The camp erupted into organized chaos. The 4077th had bugged out before, usually dodging artillery fire or advancing infantry. But you could negotiate with an army. You could hide from a patrol. You couldn’t negotiate with a wall of fire that was currently eating a thousand acres of forest an hour.
Inside the OR, the heat was suffocating. Hawkeye and Frank were throwing clamps, retractors, and forceps into wooden crates.
“Careful with those!” Frank shrieked, swatting at Hawkeye’s hands. “Those are government property! You have to log them on the manifest!”
“Frank, if we don’t leave in ten minutes, the only thing they’ll be logging is our dental records!” Hawkeye snapped, slamming the lid on a crate. “Just pack the damn plasma!”
Outside, the roar of the fire was becoming deafening, sounding like a freight train barreling down on them. The sky was so dark it looked like midnight, illuminated only by the terrifying, flickering strobe of the approaching inferno.
Suddenly, a massive, thunderous CRACK echoed through the valley. The ground shook violently, throwing Frank to the floor of the OR.
Hawkeye rushed to the screen door and kicked it open.

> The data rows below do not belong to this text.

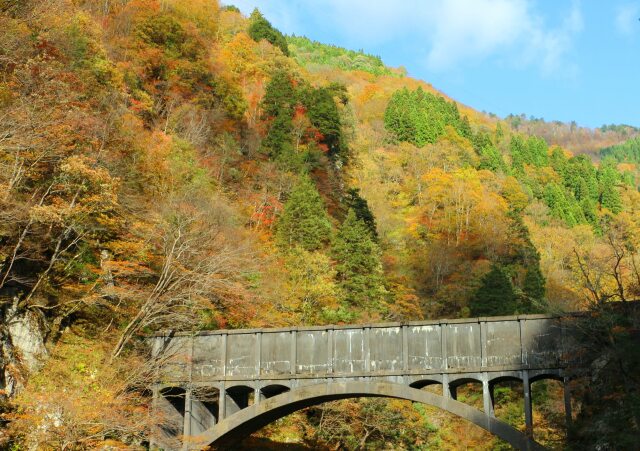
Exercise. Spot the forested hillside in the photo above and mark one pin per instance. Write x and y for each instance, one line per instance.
(177, 165)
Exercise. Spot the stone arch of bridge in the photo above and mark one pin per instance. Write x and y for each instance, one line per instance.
(256, 416)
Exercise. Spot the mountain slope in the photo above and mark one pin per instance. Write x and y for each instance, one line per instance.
(178, 166)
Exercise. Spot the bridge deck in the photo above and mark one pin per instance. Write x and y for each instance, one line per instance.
(208, 380)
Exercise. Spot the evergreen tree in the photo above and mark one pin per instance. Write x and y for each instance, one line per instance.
(304, 220)
(359, 270)
(495, 296)
(278, 105)
(609, 177)
(324, 115)
(533, 289)
(279, 95)
(360, 207)
(420, 117)
(490, 158)
(260, 28)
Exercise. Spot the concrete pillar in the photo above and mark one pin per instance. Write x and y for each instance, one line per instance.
(186, 428)
(222, 404)
(257, 394)
(202, 416)
(528, 412)
(446, 392)
(567, 402)
(294, 351)
(234, 403)
(487, 395)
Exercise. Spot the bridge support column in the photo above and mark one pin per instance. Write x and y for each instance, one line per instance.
(447, 391)
(186, 423)
(567, 402)
(202, 416)
(528, 411)
(487, 395)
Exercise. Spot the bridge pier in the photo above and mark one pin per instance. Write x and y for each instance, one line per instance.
(528, 411)
(567, 402)
(487, 395)
(317, 364)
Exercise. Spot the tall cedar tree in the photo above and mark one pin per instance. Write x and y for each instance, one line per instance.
(354, 201)
(324, 115)
(358, 264)
(304, 220)
(260, 28)
(277, 105)
(495, 296)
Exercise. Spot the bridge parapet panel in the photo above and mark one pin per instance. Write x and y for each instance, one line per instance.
(502, 340)
(425, 347)
(276, 353)
(312, 352)
(386, 349)
(207, 357)
(349, 350)
(464, 348)
(241, 354)
(542, 342)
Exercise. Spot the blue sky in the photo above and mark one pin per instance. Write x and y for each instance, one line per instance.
(557, 59)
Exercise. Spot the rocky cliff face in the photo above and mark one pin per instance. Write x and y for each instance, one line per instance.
(22, 348)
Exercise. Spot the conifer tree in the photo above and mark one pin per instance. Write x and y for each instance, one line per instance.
(359, 270)
(277, 105)
(261, 28)
(324, 115)
(304, 220)
(495, 296)
(533, 289)
(608, 177)
(354, 201)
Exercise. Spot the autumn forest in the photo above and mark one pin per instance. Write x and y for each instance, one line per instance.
(178, 165)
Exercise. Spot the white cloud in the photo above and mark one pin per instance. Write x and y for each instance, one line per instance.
(447, 34)
(627, 19)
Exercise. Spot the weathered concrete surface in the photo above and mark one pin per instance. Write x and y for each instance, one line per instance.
(253, 418)
(260, 375)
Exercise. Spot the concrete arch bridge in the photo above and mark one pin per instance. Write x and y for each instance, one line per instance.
(216, 387)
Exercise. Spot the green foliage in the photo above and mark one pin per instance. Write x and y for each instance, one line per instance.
(532, 151)
(358, 264)
(610, 398)
(354, 201)
(495, 296)
(628, 151)
(563, 206)
(491, 159)
(609, 177)
(163, 31)
(304, 221)
(420, 117)
(260, 28)
(277, 105)
(324, 115)
(307, 52)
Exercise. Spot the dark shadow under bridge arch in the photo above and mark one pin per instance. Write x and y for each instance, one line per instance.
(241, 424)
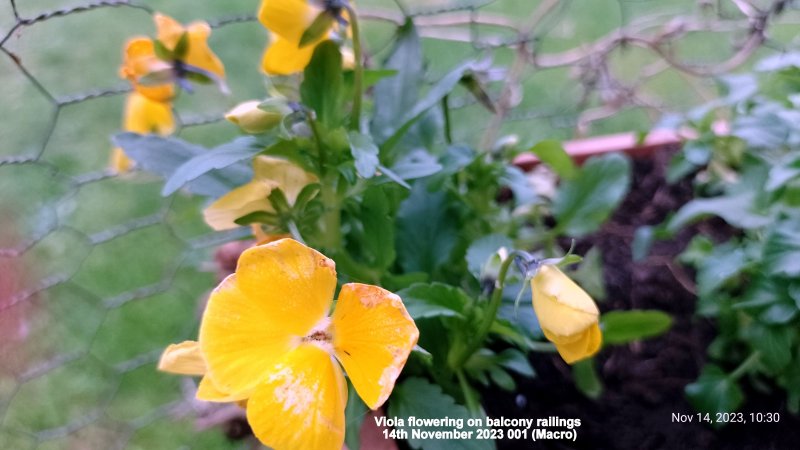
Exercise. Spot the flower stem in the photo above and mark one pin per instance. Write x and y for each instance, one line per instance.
(358, 70)
(488, 318)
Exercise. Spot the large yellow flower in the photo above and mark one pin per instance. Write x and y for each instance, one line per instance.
(140, 57)
(287, 20)
(266, 337)
(270, 173)
(567, 315)
(142, 115)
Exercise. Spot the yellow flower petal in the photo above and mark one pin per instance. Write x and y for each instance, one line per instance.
(237, 203)
(301, 403)
(372, 337)
(294, 283)
(183, 359)
(290, 178)
(120, 163)
(140, 59)
(283, 57)
(577, 347)
(200, 55)
(241, 338)
(566, 313)
(143, 115)
(209, 392)
(287, 18)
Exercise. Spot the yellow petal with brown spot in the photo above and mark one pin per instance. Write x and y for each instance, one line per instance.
(372, 337)
(242, 336)
(288, 18)
(283, 57)
(301, 402)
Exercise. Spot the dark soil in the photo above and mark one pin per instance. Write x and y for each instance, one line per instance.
(644, 381)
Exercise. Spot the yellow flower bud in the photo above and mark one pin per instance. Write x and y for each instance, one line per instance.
(567, 315)
(252, 119)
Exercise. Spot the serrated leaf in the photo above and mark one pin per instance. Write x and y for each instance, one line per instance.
(621, 327)
(433, 300)
(782, 249)
(396, 95)
(426, 230)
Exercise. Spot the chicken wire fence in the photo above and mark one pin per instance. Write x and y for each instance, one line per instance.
(98, 272)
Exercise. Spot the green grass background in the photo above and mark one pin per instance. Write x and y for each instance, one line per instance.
(133, 262)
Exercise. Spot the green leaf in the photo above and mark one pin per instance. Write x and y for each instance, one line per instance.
(432, 98)
(714, 392)
(365, 153)
(774, 343)
(433, 300)
(417, 164)
(553, 154)
(782, 249)
(323, 84)
(481, 253)
(621, 327)
(589, 274)
(217, 158)
(586, 378)
(321, 24)
(394, 96)
(585, 202)
(378, 239)
(734, 209)
(354, 414)
(721, 265)
(419, 398)
(164, 155)
(426, 232)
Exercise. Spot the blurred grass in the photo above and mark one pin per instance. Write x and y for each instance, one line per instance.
(101, 318)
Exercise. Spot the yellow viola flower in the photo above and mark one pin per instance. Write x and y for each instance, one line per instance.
(567, 315)
(140, 59)
(142, 115)
(269, 173)
(266, 336)
(287, 20)
(169, 32)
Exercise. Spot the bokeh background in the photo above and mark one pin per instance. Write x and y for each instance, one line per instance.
(98, 272)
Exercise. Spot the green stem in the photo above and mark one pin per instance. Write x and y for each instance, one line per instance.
(476, 342)
(358, 71)
(472, 403)
(295, 232)
(448, 130)
(746, 366)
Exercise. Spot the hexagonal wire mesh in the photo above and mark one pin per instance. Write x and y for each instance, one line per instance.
(98, 272)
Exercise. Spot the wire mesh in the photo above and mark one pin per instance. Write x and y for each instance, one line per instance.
(98, 273)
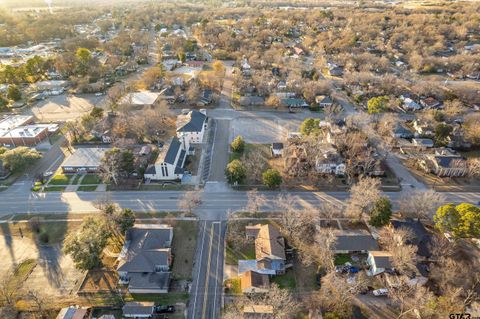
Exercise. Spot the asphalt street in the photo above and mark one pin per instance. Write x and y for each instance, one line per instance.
(206, 291)
(214, 206)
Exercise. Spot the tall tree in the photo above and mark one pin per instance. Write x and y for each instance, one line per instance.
(255, 201)
(462, 220)
(86, 245)
(115, 164)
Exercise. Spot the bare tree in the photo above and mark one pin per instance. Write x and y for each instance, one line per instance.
(363, 196)
(255, 201)
(336, 294)
(412, 300)
(421, 204)
(403, 255)
(190, 200)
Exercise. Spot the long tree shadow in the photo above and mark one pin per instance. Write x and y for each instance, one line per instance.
(49, 237)
(7, 236)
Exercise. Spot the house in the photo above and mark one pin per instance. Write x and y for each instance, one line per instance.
(73, 312)
(354, 241)
(293, 102)
(145, 259)
(137, 309)
(167, 94)
(323, 101)
(431, 103)
(139, 99)
(251, 101)
(399, 131)
(445, 162)
(420, 237)
(254, 282)
(277, 149)
(336, 71)
(258, 312)
(170, 162)
(206, 98)
(410, 105)
(330, 161)
(269, 251)
(422, 143)
(379, 261)
(84, 160)
(423, 128)
(192, 126)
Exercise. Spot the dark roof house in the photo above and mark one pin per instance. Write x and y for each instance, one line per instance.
(145, 259)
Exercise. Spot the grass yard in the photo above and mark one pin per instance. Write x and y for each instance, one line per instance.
(286, 281)
(41, 230)
(234, 254)
(60, 179)
(183, 248)
(88, 188)
(341, 259)
(234, 286)
(54, 188)
(90, 179)
(76, 179)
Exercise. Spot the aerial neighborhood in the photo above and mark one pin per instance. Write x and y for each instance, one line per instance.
(239, 159)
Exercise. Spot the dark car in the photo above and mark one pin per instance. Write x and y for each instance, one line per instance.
(164, 309)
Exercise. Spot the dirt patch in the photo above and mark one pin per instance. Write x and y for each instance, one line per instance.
(99, 280)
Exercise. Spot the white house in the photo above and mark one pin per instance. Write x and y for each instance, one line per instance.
(192, 126)
(379, 261)
(170, 161)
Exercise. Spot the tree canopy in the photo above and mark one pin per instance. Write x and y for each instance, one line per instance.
(236, 172)
(462, 220)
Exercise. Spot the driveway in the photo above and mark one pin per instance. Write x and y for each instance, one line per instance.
(64, 107)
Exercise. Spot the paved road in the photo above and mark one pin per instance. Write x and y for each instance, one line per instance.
(206, 291)
(214, 207)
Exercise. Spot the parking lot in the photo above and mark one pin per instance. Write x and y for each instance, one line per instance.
(64, 107)
(263, 130)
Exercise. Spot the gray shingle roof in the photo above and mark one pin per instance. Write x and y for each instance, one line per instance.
(172, 152)
(355, 241)
(195, 123)
(147, 248)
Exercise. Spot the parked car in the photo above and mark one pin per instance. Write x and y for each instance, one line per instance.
(164, 309)
(380, 292)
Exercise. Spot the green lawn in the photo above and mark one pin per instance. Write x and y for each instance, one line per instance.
(286, 281)
(89, 188)
(60, 179)
(90, 179)
(54, 189)
(341, 259)
(234, 254)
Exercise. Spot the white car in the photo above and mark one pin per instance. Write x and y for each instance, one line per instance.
(380, 292)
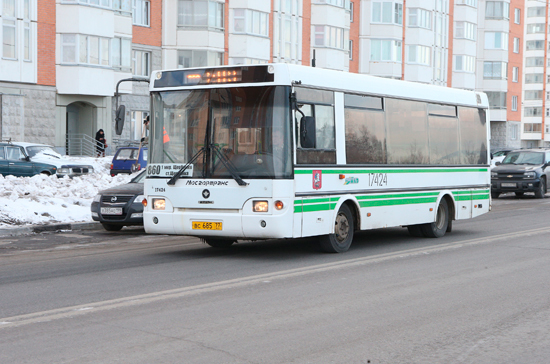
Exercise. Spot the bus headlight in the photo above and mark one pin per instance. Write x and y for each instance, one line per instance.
(260, 206)
(159, 204)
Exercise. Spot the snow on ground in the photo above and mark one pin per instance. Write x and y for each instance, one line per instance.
(50, 200)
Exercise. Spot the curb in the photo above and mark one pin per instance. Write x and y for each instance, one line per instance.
(37, 229)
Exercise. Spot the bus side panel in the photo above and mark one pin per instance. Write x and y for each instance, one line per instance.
(480, 202)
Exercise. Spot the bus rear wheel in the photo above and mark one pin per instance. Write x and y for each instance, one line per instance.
(341, 239)
(219, 243)
(438, 228)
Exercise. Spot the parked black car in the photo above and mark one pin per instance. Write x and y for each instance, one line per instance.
(521, 171)
(120, 206)
(14, 161)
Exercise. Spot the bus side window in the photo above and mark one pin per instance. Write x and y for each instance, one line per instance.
(320, 105)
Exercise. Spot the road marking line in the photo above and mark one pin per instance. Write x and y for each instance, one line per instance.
(65, 312)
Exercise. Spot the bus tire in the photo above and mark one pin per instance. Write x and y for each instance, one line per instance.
(438, 228)
(219, 243)
(340, 241)
(415, 230)
(541, 191)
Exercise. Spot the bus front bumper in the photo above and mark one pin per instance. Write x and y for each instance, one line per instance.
(231, 224)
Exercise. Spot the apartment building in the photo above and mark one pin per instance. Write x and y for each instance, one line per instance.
(79, 50)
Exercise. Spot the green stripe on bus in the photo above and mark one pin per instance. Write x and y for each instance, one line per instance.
(416, 170)
(404, 201)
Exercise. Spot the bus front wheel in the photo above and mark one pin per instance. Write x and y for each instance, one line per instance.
(438, 228)
(219, 243)
(341, 239)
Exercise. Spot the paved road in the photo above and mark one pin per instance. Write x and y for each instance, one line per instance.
(478, 295)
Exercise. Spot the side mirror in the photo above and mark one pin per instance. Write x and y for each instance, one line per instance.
(119, 119)
(307, 132)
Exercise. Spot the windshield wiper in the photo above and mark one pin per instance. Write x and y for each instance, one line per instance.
(228, 164)
(172, 181)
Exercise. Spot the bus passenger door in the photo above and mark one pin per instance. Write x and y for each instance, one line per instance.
(464, 205)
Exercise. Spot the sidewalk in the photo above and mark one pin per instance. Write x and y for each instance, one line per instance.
(37, 229)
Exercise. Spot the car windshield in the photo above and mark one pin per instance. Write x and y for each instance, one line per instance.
(127, 154)
(239, 132)
(42, 150)
(524, 157)
(139, 178)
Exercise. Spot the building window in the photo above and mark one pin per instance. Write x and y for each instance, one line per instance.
(467, 2)
(387, 12)
(89, 49)
(9, 38)
(250, 22)
(497, 10)
(122, 6)
(339, 3)
(465, 63)
(517, 15)
(537, 28)
(514, 103)
(192, 58)
(534, 61)
(532, 111)
(26, 30)
(532, 45)
(466, 30)
(141, 63)
(497, 100)
(331, 37)
(534, 78)
(532, 127)
(385, 50)
(287, 32)
(121, 50)
(201, 14)
(496, 40)
(420, 18)
(495, 70)
(533, 94)
(419, 54)
(536, 12)
(141, 11)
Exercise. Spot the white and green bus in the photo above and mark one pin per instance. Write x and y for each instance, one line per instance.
(286, 151)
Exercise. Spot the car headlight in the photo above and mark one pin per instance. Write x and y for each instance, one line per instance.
(159, 204)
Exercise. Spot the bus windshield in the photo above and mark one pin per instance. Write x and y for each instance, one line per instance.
(223, 132)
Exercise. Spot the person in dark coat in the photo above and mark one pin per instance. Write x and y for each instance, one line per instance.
(101, 142)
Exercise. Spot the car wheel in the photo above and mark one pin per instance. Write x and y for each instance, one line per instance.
(219, 243)
(111, 227)
(438, 228)
(541, 191)
(340, 241)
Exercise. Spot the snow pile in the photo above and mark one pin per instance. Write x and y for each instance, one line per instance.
(50, 200)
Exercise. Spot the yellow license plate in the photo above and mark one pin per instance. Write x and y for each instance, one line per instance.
(206, 225)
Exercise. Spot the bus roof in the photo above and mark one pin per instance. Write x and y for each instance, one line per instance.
(305, 76)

His heart dropped into his stomach.
A massive, blazing pine tree, its roots undermined by the fire, had just collapsed across the main dirt road leading south out of the compound. The only exit was entirely blocked by a burning barricade of timber, standing twenty feet high.
Hawkeye turned back to Frank, his face pale underneath a layer of black soot.
“Well, Frank,” Hawkeye said softly, listening to the roar of the flames closing in. “I hope you brought your marshmallows. Because we aren’t going anywhere.”